En 1992, Diego Armando Maradona ya era campeón del mundo y había conquistado al público italiano. Sin embargo, ya vivía momentos de tensión después de ser sancionado por 15 meses tras dar positivo de cocaína en un control antidopaje y su conflictiva salida del Napoli.
En su desembarco en Sevilla, el Club tomó la decisión de perseguir al Diez para investigar lo que hacía en sus tiempos libres. En una reciente entrevista en Vox Pópuli, habló uno de los encargados de espiar a Diego en aquellos tiempos.

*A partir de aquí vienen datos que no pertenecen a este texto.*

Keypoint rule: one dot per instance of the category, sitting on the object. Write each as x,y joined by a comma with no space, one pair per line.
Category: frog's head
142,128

“Su casa no tenía salida, era lo bueno que tenía. Era un chalet y solo tenía una salida. Entonces pusimos un coche ahí y nos íbamos turnando. Contamos 18 o 20 italianos, argentinos entrando y saliendo. Yo llevo 30 años en la calle y sé qué tipo de gente era", declaró el investigador, que confesó que anotaba las patentes de los autos que entraban y salían de la casa que el futbolista también compartía con su esposa, Claudia Villafañe, y sus hijas Dalma y Gianinna que en aquel momento tenían 5 y 3 años.
El detective aseguró que Diego "no llevaba una vida propia de un futbolista de alto nivel", y que el mayor inconveniente era que Maradona no iba a entrenar. "Se metía allí a las 6 de la mañana”. Tras aquellos sucesos, el Club optó finalmente por desvincular al jugador.